TOKYO, Sept 4 (Reuters) - Japanese shares closed lower on Friday, after a sell-off in high-flying U.S. technology stocks pushed Wall Street to its steepest fall in nearly three months, although for the week, Tokyo markets ended in the green.

The benchmark Nikkei share average closed down 1.11% at 23,205.43, away from a more than six-month closing high it hit on Thursday. Declining issues outnumbered advancers by 161 to 54. The Topix shed 0.90% to 1,616.60.

For the week, the Nikkei index gained nearly 1.4%, snapping two consecutive weekly losses, and the Topix climbed 0.7%.

Precision instruments, information and telecoms , and pharmaceuticals sectors were the three underperformers on the main bourse.

Overnight, Wall Street's main indexes posted their biggest single-day percentage declines since June, dragged by heavy losses across the technology sector.

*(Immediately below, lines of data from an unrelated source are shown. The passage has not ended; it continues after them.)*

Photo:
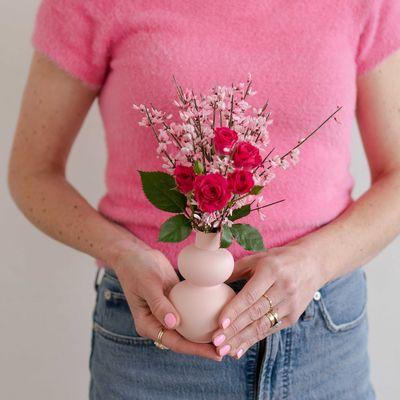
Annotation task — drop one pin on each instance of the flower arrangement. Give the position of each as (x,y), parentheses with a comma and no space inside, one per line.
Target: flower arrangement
(216,163)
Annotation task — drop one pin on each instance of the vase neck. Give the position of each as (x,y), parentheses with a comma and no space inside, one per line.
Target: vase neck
(207,241)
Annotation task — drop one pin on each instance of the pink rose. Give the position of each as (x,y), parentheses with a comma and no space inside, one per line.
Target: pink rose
(184,177)
(211,192)
(246,156)
(240,181)
(224,140)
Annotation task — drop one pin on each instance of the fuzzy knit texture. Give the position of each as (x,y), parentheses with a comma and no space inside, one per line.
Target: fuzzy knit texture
(304,56)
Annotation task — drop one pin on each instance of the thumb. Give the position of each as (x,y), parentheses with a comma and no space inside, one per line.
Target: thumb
(160,305)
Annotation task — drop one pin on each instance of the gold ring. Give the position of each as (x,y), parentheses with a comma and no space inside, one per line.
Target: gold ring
(273,318)
(158,342)
(269,301)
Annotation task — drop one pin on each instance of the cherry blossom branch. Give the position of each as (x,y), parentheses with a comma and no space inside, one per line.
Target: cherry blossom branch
(266,205)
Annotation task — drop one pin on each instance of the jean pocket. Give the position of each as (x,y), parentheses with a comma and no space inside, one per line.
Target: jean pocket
(112,317)
(343,301)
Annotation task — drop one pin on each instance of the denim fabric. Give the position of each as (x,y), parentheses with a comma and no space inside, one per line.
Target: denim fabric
(323,356)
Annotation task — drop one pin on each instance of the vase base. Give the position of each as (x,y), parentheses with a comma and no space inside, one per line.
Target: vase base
(199,309)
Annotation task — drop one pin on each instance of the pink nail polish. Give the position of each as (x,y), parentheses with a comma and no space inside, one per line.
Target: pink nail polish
(224,350)
(225,323)
(219,340)
(170,320)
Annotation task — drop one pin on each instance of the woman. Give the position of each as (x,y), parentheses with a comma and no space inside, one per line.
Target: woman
(307,57)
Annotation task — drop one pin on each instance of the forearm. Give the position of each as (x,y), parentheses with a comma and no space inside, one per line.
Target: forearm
(57,209)
(360,232)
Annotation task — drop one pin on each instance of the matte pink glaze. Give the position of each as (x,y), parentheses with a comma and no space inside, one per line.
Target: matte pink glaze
(200,298)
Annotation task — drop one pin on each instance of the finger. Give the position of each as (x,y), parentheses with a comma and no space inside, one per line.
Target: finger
(253,313)
(254,332)
(258,284)
(244,267)
(243,347)
(160,305)
(178,344)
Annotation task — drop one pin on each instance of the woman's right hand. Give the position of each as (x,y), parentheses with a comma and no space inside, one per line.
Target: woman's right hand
(146,278)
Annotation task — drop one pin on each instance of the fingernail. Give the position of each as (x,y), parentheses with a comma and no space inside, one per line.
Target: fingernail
(225,323)
(170,320)
(224,350)
(219,340)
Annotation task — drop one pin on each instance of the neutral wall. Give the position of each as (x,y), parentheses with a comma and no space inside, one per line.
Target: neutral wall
(46,289)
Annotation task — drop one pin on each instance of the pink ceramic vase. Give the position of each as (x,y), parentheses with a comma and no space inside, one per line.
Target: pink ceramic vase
(200,298)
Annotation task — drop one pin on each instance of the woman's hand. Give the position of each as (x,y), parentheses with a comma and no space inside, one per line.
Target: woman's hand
(288,275)
(146,278)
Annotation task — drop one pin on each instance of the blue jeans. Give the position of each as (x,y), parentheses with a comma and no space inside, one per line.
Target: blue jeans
(323,356)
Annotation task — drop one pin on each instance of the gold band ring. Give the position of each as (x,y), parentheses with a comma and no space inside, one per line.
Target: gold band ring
(158,342)
(273,318)
(269,301)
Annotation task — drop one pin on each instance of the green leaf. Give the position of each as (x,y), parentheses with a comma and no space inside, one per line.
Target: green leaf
(159,189)
(175,229)
(240,212)
(226,237)
(257,189)
(248,237)
(198,167)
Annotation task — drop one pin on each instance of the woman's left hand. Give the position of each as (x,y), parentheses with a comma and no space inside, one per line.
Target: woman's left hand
(288,275)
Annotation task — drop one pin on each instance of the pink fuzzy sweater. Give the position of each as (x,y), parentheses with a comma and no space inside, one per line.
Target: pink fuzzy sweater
(304,56)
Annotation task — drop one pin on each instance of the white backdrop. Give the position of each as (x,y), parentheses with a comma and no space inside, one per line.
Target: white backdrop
(46,289)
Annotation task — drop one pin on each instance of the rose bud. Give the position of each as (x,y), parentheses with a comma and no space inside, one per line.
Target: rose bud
(240,181)
(246,156)
(211,192)
(224,140)
(184,178)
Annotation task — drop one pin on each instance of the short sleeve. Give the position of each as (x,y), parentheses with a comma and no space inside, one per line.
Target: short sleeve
(380,36)
(76,35)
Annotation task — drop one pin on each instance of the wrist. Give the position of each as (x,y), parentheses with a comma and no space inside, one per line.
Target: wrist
(121,254)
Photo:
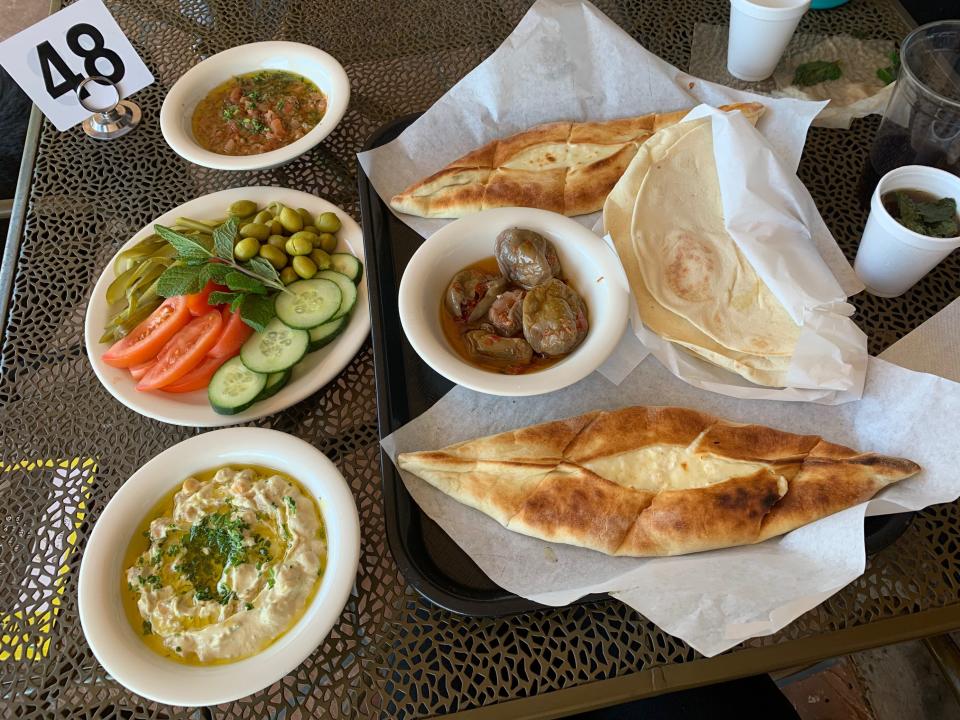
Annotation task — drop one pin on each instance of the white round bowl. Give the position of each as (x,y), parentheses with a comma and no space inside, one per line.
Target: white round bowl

The Nasdaq Composite lost almost 5% a day after it posted a record close, with heavyweights including Apple Inc , Microsoft Corp and Amazon Inc weighing the most.

Semiconductor manufacturer Alps Alpine Co was among the top percentage losers on the Nikkei index, with a drop of around 4%.

An overnight drop in the Philadelphia chip index, down almost 6%, was another headwind for the Tokyo-lsited technology sector.

Tokyo Electron slid 2.73% and SoftBank Group Corp lost 3.21%; Sony Corp fell 1.64%.

Meanwhile, analysts said investors were also cautious ahead of the U.S. jobs data expected later in the day.

Among other shares, Honda Motor Co climbed 2.23% after it revealed plans with General Motors to team up in North America to jointly develop a range of vehicles.

Toyota Motor also rose 0.79%, as its sales in China surged last month.